Until the 1790s this area was home to the Serrano Indians. They lived here for more than two millennia, occupying small settlements that were nestled up against streams. Their homes were constructed from reeds and willow, and they were very conscientious about allowing the earth to remain in its natural state. They sustained themselves with the natural resources found in the area and traded with their neighbors to the east and west. Colonization devastated the Serrano Indians, and their numbers dropped drastically due to newly introduced diseases. Thousands died, and a mere 119 survived the San Gabriel Mission. Some of their descendants live nearby today.

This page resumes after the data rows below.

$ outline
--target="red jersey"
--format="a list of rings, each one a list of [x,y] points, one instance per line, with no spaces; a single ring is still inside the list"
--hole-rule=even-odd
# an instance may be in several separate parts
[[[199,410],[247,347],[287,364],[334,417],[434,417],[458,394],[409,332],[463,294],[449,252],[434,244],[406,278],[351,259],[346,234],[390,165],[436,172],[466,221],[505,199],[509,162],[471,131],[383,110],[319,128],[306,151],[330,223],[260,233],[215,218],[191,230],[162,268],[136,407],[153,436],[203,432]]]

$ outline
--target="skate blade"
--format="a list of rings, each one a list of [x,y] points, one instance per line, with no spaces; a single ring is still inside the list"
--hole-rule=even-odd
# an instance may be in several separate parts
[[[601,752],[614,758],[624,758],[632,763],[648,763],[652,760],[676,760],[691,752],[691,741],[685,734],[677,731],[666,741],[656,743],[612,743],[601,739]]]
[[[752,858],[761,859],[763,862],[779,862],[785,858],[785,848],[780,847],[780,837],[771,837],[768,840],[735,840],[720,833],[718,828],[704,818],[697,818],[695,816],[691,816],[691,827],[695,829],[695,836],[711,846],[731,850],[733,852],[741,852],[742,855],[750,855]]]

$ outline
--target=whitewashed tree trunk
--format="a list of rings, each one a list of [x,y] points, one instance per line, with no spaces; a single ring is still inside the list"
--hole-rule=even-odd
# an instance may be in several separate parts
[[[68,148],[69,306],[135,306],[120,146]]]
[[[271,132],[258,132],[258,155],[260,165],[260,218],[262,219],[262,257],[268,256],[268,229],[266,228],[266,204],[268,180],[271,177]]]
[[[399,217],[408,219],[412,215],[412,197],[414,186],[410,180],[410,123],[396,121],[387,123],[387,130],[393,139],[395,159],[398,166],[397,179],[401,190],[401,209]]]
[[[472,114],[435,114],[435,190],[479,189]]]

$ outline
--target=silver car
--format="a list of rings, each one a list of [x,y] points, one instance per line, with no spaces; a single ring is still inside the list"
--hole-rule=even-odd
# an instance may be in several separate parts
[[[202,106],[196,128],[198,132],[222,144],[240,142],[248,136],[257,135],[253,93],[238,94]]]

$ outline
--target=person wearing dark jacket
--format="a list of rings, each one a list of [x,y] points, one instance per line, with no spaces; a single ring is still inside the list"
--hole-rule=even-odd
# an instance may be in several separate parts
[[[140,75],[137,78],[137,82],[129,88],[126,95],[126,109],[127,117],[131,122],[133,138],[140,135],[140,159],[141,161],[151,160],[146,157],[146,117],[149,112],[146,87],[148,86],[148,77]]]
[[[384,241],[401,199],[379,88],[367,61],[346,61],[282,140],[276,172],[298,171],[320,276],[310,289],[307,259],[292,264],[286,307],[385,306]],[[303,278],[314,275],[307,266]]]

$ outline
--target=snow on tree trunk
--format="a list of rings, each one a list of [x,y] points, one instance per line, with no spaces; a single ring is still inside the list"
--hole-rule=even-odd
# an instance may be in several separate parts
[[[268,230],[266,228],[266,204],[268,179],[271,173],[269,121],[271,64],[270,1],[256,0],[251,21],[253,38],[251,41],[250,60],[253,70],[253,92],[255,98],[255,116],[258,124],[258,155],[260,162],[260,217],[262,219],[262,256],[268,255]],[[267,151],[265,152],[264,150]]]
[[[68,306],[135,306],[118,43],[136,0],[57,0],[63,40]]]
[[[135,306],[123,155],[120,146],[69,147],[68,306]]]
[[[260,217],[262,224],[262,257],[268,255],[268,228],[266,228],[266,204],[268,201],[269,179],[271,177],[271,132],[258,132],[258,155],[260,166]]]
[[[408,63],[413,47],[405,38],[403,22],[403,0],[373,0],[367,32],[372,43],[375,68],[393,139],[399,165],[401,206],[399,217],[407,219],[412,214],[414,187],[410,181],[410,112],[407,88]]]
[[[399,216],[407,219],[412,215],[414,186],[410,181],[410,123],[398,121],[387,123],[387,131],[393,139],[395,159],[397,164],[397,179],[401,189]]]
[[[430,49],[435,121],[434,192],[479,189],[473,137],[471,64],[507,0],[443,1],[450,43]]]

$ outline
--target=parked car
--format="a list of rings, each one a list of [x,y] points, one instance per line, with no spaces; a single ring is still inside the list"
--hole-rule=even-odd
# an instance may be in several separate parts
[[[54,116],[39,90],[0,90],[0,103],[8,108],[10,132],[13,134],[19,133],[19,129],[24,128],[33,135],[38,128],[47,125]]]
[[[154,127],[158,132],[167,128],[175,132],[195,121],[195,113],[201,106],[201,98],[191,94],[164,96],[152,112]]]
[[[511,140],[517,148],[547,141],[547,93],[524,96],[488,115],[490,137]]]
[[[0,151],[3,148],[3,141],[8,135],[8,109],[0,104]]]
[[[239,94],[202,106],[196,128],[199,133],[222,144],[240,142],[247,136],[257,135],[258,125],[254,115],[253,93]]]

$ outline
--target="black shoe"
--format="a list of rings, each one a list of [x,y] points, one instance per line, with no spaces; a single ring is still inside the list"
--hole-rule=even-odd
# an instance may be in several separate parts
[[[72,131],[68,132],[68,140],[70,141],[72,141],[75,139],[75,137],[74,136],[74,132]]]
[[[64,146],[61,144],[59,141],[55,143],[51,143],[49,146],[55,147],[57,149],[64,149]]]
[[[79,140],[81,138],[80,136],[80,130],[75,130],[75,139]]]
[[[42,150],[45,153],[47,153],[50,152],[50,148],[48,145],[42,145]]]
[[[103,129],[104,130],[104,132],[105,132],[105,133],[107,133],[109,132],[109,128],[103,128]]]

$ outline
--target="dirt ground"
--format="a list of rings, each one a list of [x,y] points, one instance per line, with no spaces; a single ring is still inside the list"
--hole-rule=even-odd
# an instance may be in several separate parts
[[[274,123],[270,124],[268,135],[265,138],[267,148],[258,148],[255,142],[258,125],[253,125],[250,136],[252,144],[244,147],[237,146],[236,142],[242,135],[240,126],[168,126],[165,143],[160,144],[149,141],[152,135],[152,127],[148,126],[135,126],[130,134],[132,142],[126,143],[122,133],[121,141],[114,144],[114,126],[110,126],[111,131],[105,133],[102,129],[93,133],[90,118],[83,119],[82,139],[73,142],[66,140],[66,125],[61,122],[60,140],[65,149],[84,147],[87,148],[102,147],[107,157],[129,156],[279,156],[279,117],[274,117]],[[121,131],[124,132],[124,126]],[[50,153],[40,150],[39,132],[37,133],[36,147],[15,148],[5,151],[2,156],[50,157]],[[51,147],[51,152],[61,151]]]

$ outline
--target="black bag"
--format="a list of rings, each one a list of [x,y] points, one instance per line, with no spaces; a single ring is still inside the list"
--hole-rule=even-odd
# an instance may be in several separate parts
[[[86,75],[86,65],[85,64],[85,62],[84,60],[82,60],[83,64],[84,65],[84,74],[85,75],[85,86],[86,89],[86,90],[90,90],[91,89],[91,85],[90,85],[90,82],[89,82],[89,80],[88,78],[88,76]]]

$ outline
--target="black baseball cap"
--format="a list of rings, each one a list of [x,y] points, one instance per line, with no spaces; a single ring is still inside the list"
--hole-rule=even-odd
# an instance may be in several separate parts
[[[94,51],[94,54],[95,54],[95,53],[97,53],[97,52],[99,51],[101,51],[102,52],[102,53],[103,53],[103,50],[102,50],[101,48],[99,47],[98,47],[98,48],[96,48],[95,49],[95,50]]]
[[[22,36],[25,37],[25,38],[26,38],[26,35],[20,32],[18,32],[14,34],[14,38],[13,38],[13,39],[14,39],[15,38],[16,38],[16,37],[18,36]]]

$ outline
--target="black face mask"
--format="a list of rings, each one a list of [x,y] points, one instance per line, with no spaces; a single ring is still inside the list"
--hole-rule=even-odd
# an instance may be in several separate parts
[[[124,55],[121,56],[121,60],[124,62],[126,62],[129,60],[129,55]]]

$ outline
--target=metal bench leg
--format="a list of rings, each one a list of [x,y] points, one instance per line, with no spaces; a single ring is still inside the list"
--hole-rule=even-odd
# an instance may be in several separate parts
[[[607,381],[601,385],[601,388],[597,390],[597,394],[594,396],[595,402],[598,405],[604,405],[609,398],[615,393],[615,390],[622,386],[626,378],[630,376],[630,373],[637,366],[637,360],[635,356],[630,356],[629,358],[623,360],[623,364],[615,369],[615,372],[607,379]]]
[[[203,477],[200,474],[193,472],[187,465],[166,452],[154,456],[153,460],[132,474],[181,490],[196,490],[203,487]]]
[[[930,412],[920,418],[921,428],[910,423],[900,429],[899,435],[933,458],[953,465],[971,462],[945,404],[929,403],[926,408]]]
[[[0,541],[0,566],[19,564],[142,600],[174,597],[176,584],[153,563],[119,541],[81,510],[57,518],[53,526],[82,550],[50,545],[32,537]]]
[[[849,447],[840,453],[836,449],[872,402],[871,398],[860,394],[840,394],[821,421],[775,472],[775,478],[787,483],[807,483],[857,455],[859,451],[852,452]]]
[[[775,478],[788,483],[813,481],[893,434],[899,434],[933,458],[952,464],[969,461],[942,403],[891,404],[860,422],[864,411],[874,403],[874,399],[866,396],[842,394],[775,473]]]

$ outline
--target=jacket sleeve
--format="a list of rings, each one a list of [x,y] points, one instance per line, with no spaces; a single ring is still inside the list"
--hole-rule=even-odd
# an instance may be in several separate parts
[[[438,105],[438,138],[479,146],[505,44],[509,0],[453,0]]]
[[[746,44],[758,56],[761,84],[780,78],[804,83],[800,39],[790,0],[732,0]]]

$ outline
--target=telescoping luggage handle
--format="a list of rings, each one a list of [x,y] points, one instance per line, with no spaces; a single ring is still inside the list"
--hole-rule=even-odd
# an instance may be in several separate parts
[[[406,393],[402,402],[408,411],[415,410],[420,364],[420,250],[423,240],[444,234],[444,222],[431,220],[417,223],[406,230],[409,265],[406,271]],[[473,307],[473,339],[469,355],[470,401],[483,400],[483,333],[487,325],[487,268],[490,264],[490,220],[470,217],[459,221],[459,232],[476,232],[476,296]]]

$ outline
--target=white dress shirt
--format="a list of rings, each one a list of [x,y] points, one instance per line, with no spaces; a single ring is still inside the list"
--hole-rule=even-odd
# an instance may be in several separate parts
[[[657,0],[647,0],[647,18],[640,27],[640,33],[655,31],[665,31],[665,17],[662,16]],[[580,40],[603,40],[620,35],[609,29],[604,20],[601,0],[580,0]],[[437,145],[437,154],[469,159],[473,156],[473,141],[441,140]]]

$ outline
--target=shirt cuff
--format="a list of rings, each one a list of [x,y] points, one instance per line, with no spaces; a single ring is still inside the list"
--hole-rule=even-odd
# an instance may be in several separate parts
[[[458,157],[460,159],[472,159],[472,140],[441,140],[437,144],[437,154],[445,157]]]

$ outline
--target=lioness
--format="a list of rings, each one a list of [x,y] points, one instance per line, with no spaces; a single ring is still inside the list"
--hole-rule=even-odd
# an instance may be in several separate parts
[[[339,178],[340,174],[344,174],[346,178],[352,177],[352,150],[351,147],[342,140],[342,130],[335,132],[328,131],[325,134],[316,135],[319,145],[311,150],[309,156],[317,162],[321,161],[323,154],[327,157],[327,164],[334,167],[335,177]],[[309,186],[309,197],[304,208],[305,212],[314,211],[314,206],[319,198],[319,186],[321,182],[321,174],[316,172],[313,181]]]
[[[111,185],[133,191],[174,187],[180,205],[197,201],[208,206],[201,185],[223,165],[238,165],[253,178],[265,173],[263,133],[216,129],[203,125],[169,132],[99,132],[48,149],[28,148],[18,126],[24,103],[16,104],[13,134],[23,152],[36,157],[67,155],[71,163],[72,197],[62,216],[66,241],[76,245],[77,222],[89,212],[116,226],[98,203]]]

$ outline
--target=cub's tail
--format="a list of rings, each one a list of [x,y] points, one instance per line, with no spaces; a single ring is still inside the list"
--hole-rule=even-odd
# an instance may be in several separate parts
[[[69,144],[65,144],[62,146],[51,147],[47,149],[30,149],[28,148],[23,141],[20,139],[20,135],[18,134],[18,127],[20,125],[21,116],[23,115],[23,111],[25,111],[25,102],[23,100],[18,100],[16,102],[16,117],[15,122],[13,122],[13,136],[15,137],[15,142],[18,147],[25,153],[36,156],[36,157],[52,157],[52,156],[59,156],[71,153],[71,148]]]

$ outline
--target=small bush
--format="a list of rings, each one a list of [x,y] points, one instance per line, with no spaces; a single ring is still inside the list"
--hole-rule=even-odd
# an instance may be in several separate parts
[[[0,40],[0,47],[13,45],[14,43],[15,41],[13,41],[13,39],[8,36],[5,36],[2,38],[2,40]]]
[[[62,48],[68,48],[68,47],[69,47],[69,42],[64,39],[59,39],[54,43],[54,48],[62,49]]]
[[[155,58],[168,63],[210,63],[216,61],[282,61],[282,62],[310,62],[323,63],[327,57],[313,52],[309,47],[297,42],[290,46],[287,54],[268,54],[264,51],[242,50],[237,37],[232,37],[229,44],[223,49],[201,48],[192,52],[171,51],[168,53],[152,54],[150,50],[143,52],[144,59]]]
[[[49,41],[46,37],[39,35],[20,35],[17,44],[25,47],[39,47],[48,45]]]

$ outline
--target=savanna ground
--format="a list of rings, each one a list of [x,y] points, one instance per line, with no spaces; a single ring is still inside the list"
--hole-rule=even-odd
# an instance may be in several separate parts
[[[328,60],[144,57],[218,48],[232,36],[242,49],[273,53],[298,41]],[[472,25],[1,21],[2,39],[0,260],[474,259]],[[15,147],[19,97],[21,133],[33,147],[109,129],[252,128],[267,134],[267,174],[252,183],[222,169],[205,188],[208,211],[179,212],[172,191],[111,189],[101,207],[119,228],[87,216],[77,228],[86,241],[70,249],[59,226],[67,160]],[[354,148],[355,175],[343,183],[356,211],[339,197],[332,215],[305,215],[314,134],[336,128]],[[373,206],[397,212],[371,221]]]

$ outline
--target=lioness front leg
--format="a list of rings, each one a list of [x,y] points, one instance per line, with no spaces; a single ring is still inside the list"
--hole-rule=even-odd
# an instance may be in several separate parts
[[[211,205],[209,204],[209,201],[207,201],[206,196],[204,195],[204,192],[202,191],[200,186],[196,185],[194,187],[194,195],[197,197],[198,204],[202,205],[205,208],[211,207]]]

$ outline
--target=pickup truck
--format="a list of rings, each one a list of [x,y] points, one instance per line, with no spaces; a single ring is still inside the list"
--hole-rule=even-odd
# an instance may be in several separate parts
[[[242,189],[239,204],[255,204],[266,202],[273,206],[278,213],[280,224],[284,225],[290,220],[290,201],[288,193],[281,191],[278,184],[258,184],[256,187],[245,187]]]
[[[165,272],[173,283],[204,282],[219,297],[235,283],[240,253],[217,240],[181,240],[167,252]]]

The lake was named after conservationist W.E. Silverwood (known as “Ted”), who dedicated his life to conserving water and soil. He lived with his wife Connie on a ranch in the area for 25 years. The same year that they bought the ranch, Silverwood was instrumental in the formation of the Yucaipa Valley Soil Conservation District, which still exists to this day, although it is now called the Inland Empire Resource Conservation District. He also supported the State Water Project, which provides southern California with both power and water.